The strengths of this research lie in its utilization of Seoul, a metropolis with a population of approximately ten million, as a case study, enabling the analysis of social and physical environmental characteristics typical of large urban areas. While depression research concerning the aging population traditionally focuses on socio-demographic attributes [14,15,16,17, 20, 64] and social support networks [12, 34, 39, 42, 65,66,67], this study aligns with the social-ecological model’s advocacy for systemic interventions addressing health across multiple levels. The research endeavors to inform tailored social policies and practices aimed at combating the high prevalence of depression among urban older adults by highlighting the specific attributes of Seoul’s urban landscape and aging demographic. Through these insights, the study aims to guide the development of the social-ecological model, promoting holistic approaches to enhance mental well-being in urban settings.

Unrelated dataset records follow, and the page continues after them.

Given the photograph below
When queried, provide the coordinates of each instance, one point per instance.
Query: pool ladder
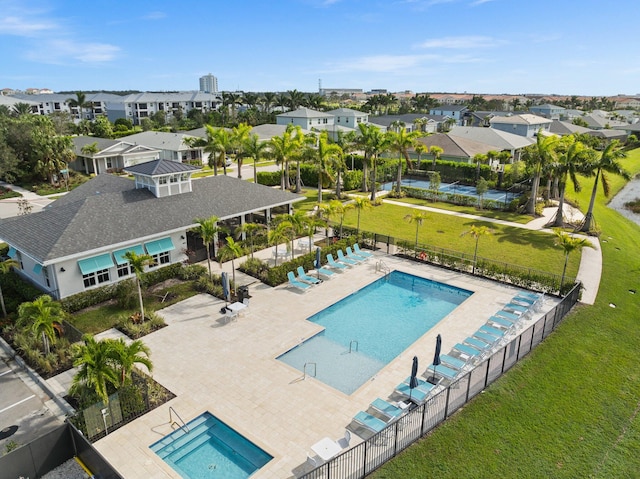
(305, 370)
(381, 266)
(182, 426)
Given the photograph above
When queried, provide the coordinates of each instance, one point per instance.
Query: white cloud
(15, 25)
(460, 42)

While this study suggests the need for interventions at the city level to address depression among urban older adults, it is essential to acknowledge its limitations. Firstly, the data in this study is representative of urban older adults without communication difficulties, as individuals with low cognitive or physical function were excluded from the Seoul Aging Survey. Secondly, the findings are derived solely from Seoul, Korea, warranting the need for comparative studies across various countries and regions to comprehensively assess factors contributing to depressive symptoms among urban older adults. Furthermore, the study lacks certain crucial variables that could offer a more comprehensive understanding of the research topic. For example, the dataset does not encompass variables related to significant life events in old age, such as the loss of a spouse or friend or the intricacies of social connections. More in-depth research is warranted to explore how specific indicators related to social relationships and digital competency, not addressed in this study, influence depressive symptoms among urban older adults.

Conclusion

The findings in this study illuminate the intricate interplay between individual, interpersonal, and environmental factors and their impact on depressive symptoms among urban older adults, aligning closely with the principles of the social-ecological model. Key determinants such as food security, access to medical care, digital literacy, and cultural engagement underscore the significance of considering multiple levels of influence on mental well-being within urban environments. Through the lens of the social-ecological model, interventions aimed at improving nutrition, enhancing digital competencies, fostering social connections, and ensuring access to cultural amenities emerge as crucial strategies for promoting health equity and reducing depression in urban older adults. The study highlights the interconnectedness of individual behaviors, social interactions, and environmental influences in shaping mental health outcomes, emphasizing the importance of holistic approaches rooted in the social-ecological model to enhance the overall quality of life for urban older adults.